I took delivery of a moto lechamp ti heat a few weeks back and have been totally impressed. Its a deal that almost seems to good to be true.

Does anyone have a good idea on how to remove the lechampion decal off of TT? I'm curious if there is a method that won't harm the finish.


----------



## martywoodman (Jan 10, 2010)

*Photo of my Ti Heat*

Here's mine. One year old and 2,000 miles. I also have a Windsor Wellington 3.0 which is my commuter. Last Saturday I did a sub-5 hour century on this, average speed 21.1 mph. I drafted 4 tandems and a triplet! Love my moto!


----------



## usando (Nov 3, 2011)

*Motobecane LeChampion Ti Remove Decals*

I have the SL. Haven't ridden it yet but I have to say it looks gorgeous. 

I have read numerous posts about people wanting to remove decals. It is titanium and a shame to hide it. I removed the top tube decal because I didn't like the name LeChampion or the font. I kept the Motobecane because it matched my white/black theme and the font is decent looking.
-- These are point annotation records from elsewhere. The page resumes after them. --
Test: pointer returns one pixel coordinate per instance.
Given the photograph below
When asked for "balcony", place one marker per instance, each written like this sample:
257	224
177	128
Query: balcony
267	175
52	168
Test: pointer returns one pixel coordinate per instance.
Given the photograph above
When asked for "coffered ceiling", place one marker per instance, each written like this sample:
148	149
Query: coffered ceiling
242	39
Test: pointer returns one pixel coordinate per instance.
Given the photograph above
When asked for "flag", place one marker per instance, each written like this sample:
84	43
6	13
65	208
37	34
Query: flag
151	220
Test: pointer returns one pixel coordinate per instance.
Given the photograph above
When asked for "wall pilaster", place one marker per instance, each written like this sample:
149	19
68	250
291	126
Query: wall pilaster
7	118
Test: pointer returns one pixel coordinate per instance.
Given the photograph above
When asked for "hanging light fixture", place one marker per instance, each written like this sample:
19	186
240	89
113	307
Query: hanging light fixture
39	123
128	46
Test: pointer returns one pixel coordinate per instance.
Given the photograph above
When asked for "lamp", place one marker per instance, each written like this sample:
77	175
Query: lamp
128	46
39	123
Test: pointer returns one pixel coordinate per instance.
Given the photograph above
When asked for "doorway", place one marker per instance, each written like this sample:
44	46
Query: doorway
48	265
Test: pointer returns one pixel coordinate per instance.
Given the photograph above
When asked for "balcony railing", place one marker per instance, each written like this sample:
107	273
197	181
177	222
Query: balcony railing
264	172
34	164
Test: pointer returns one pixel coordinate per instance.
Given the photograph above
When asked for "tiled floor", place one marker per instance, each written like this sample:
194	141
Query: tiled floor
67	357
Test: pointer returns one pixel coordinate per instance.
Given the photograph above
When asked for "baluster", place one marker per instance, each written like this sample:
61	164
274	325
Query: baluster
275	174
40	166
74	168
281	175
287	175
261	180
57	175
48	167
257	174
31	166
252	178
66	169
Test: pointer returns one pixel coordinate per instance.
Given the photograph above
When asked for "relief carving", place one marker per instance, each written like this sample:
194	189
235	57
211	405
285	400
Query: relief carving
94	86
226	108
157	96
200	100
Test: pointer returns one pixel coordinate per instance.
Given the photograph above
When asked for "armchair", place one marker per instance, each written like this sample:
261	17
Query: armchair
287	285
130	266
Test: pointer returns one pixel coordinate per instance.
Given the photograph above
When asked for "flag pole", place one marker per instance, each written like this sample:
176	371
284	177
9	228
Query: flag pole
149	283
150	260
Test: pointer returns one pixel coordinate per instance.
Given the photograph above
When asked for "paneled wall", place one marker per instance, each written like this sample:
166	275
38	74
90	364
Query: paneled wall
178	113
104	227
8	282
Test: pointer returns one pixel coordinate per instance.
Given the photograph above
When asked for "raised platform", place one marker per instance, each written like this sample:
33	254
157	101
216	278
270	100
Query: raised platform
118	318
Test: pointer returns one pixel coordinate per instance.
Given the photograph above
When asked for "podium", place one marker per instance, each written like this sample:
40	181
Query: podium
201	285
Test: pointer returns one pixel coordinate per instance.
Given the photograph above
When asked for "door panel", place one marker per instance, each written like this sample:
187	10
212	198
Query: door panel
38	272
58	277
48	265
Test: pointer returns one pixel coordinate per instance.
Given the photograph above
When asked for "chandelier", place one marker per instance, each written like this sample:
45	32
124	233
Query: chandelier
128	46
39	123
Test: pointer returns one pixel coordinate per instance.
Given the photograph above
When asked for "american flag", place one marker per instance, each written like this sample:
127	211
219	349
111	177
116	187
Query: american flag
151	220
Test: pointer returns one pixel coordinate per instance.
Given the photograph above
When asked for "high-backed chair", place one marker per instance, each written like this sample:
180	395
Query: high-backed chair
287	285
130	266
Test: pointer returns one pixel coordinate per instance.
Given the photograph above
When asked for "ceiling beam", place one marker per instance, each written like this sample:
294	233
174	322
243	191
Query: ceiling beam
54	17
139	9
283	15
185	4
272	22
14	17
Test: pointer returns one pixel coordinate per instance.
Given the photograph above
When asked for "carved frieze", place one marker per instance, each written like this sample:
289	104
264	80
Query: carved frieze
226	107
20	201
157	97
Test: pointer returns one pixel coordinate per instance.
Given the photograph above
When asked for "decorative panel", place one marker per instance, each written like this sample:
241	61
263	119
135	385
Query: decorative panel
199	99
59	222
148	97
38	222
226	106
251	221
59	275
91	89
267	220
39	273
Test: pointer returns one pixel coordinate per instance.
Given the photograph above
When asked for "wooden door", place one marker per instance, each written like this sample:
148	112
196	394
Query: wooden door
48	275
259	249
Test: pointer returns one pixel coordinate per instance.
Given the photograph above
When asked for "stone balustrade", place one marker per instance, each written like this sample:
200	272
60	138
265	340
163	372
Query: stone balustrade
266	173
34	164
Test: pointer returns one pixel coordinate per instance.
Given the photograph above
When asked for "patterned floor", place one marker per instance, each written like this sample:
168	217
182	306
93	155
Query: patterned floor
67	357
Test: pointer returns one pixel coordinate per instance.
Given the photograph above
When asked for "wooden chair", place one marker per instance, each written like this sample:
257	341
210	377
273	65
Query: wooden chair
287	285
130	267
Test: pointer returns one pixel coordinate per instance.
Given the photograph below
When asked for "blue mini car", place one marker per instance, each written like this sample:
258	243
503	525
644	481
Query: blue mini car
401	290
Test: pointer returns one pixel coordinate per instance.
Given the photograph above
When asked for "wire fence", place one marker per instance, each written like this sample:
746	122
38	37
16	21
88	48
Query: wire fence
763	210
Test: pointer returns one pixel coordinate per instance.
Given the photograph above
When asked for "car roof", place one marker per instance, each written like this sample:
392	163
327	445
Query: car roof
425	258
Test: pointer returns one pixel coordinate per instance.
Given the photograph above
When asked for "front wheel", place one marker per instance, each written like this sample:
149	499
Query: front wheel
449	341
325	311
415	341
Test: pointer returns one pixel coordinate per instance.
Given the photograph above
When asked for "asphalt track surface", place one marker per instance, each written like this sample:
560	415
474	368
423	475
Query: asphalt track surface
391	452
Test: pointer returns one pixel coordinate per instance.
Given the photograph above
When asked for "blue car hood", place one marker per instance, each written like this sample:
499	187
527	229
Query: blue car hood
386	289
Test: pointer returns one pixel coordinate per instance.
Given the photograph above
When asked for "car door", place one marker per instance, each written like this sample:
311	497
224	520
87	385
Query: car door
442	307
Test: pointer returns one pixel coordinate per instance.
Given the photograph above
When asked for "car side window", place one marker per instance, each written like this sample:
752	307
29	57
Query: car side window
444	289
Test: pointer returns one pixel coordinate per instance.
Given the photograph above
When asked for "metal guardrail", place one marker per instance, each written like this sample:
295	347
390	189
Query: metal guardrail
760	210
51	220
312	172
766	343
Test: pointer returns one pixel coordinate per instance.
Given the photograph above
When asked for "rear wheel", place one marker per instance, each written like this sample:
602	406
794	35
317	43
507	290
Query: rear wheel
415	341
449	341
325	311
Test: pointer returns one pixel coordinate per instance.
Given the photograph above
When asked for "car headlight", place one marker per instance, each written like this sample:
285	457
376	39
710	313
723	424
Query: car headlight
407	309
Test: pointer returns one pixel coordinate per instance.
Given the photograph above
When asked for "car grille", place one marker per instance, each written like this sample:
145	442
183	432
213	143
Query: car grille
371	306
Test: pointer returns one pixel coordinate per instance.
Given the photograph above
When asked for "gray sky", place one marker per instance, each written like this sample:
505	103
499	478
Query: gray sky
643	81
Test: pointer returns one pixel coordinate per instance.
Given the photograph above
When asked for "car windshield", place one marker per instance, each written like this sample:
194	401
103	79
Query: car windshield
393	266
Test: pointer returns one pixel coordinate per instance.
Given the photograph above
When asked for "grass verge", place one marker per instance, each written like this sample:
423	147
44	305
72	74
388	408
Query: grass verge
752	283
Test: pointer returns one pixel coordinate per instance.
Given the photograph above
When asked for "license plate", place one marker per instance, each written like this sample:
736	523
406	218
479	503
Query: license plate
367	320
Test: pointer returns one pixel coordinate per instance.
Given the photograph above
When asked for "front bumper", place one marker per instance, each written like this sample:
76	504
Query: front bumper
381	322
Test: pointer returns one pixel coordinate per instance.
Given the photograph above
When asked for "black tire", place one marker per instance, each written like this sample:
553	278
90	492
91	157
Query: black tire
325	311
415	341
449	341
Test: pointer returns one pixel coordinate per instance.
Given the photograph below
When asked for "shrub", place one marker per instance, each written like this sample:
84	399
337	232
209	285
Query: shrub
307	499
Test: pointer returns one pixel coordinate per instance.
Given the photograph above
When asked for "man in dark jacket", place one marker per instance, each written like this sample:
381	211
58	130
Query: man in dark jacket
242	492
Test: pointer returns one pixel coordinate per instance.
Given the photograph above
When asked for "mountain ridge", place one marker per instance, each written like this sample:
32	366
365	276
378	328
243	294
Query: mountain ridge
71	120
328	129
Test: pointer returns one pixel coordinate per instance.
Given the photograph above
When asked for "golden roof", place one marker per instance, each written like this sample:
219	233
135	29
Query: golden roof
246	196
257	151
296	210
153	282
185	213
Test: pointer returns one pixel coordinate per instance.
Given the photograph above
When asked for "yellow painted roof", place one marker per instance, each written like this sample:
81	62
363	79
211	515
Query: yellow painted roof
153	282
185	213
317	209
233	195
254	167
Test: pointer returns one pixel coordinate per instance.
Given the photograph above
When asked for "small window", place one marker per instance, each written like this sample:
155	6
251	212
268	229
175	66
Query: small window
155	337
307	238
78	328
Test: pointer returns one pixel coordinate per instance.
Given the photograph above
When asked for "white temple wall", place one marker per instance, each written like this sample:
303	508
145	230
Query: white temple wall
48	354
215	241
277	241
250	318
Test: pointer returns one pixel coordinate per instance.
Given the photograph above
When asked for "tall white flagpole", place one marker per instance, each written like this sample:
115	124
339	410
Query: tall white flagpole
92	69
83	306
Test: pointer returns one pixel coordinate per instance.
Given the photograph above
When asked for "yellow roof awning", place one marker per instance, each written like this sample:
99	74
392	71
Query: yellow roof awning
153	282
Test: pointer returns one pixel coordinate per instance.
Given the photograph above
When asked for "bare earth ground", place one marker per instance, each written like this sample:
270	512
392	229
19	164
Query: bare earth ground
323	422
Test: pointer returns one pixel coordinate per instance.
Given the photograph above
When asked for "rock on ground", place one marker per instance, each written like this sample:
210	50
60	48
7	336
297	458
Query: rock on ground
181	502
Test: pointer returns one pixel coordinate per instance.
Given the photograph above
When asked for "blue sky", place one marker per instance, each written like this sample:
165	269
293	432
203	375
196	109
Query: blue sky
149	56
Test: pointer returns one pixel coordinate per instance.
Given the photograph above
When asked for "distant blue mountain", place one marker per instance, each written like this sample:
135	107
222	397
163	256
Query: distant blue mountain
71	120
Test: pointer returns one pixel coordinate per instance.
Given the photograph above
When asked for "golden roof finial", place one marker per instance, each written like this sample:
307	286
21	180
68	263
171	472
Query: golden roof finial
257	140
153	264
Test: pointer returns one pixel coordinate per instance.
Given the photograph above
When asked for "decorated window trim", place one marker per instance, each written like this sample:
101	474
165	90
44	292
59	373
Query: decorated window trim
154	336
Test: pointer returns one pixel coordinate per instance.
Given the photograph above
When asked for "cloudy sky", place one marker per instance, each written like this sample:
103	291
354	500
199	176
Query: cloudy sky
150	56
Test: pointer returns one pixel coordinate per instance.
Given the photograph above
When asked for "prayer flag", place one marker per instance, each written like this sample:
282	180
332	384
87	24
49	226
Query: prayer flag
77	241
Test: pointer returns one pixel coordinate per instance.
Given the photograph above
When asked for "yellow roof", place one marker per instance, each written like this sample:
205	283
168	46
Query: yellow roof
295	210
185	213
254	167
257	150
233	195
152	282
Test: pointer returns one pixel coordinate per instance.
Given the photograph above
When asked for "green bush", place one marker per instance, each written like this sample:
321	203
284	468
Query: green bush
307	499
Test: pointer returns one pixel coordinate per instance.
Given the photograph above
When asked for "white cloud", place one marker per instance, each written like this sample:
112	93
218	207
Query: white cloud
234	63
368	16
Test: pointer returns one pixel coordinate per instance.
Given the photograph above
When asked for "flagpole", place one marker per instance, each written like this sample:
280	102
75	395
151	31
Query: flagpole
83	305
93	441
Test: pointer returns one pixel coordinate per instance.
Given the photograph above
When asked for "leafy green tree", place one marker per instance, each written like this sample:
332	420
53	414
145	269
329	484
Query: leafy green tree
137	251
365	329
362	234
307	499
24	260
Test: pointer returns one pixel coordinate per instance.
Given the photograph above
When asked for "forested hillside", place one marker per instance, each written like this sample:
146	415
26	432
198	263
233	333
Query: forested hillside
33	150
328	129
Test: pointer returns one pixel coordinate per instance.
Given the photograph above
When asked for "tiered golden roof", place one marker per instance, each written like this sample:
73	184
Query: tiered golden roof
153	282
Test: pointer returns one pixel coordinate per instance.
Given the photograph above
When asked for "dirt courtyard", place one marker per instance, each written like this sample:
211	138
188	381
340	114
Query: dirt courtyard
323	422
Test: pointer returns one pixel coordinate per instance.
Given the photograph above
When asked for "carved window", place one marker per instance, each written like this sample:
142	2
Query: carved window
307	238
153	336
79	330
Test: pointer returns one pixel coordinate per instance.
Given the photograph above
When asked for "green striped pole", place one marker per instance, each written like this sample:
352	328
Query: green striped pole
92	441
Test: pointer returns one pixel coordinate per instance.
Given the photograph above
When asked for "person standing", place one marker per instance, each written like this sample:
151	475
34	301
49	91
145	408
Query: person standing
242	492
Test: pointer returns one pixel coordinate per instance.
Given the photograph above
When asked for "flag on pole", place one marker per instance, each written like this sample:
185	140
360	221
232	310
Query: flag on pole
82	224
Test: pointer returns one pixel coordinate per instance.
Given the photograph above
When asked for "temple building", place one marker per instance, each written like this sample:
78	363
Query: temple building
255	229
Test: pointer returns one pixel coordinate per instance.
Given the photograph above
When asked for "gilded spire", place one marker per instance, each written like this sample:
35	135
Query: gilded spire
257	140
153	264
Removing decals is really easy to do with acetone. 
- soak a paper towel with acetone. 
- wrap it around the frame where the decal is. 
- wrap that with plastic wrap so that the acetone doesn't dry up. 
- let it soak for 10 min at least. longer the better. 
- unwrap and wipe. decals will bubble and come off very easily. 

I had to repeat a few times to get it all off plus rub the stubborn bits off.


----------



## marcalans (Aug 13, 2011)

*Decal Warranty Issue??*

I think I read on either the BD or Motobecane site that removing decals voids the frame warranty, so you might want to check.

Yes -- here it is on the Motobecane site:

_*WARRANTY DETAILS*_
_This warranty is void in its entirety by any modification of the frame, fork, components, *removal of decals* or any signs of bending/denting thereof. Bent or dented components, frame or fork would indicate abuse beyond the design of the bicycle_


----------